Students from Chattahoochee Hills Charter School, ranging from kindergarten to eighth grade, met some interesting new classmates on Tuesday.
One of them was Lana, a 900-pound dairy cow who stood lazily in the shade while students stroked her back and marveled at her size.
Lana was accompanied by some friends from the Little Red Barn Mobile Petting Farm — a Scottish Highland cow named Cinnamon, two Shetland sheep called Heather and Heidi and a rabbit who goes by Butterscotch.
The barnyard band was part of the first in a series of school visits for a new initiative through the United States Department of Agriculture to get young Georgians interested in urban agriculture.
The federal agency has dedicated more than $43 million to be spread nationwide to help bolster the program in urban areas. Atlanta was one of the first cities chosen to participate.
Georgia’s agriculture industry brings in nearly $70 billion to the state and is its largest economic driver. The Peach State consistently ranks at the top in the country for products from pecans and peaches to poultry and eggs.
With the booming industry comes hundreds of thousands of jobs that need to be filled. State agriculture leaders are working hard to cultivate interest in those fields at a young age.
Chattahoochee Hills students not only interacted with animals at the event, but also learned about food production and were sent home with seeds of various produce to try to grow in their own backyards.
“It’s so important for us to bridge that gap so our young people know where their food comes from and hopefully they will play a role in that production in the future,” said Arthur Tripp, Georgia state executive director for the USDA Farm Service Agency.
But Chattahoochee Hills students are no strangers to a unique learning experience. Along with the usual topics like math and science, students delve into seminars about art appreciation, environmental awareness and agriculture sustainability.
Principal Patrick Muhammad said the goal is to cultivate an early interest in agriculture that will hopefully lead to a career.

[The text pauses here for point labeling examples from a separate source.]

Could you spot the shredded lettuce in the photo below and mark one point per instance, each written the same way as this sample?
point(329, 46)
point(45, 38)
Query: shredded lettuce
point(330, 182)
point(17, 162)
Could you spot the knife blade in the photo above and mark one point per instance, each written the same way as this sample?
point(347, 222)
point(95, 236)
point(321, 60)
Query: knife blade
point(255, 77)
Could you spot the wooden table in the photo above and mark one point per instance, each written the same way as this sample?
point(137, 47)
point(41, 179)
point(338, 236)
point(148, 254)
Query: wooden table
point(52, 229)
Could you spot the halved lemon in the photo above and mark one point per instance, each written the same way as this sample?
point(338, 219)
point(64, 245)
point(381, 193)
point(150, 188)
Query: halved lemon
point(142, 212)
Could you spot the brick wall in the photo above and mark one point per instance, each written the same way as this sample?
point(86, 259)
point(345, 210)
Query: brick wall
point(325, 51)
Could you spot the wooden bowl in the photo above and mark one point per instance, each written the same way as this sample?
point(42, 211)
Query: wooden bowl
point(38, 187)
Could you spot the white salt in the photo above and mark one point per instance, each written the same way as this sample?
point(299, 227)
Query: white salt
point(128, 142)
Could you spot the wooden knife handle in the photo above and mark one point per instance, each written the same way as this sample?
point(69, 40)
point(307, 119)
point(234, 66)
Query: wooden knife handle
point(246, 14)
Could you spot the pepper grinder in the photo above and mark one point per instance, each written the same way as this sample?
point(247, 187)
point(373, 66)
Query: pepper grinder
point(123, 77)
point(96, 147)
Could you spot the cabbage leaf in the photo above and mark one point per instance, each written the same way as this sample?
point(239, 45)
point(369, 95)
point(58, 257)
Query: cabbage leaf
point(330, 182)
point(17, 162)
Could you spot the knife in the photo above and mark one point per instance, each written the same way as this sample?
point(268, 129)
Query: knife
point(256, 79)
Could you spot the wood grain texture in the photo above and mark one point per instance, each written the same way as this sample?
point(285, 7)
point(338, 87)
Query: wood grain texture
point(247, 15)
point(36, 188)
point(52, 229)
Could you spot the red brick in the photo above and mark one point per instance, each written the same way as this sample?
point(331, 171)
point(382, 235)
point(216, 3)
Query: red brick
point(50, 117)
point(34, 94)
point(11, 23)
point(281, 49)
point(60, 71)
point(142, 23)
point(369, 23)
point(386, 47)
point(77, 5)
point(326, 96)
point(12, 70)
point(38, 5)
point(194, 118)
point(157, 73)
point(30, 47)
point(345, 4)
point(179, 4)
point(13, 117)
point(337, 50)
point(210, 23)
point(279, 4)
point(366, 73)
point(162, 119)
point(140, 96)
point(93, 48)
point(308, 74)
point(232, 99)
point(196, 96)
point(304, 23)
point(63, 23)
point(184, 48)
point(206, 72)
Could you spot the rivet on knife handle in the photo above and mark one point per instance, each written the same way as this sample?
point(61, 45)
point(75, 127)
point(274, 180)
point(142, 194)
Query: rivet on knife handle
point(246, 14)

“Agriculture is the No. 1 business and income of the state of Georgia, but it’s always 30,000 jobs short,” he said. “There’s careers in agriculture — but (students) have no idea about it. So my goal every day is to expose them to new opportunities. So as they get into college, start choosing career paths, they can look at agriculture.”
The program has additional stops scheduled at Luther J. Price Middle School in Atlanta and Lovin Elementary School in Lawrenceville.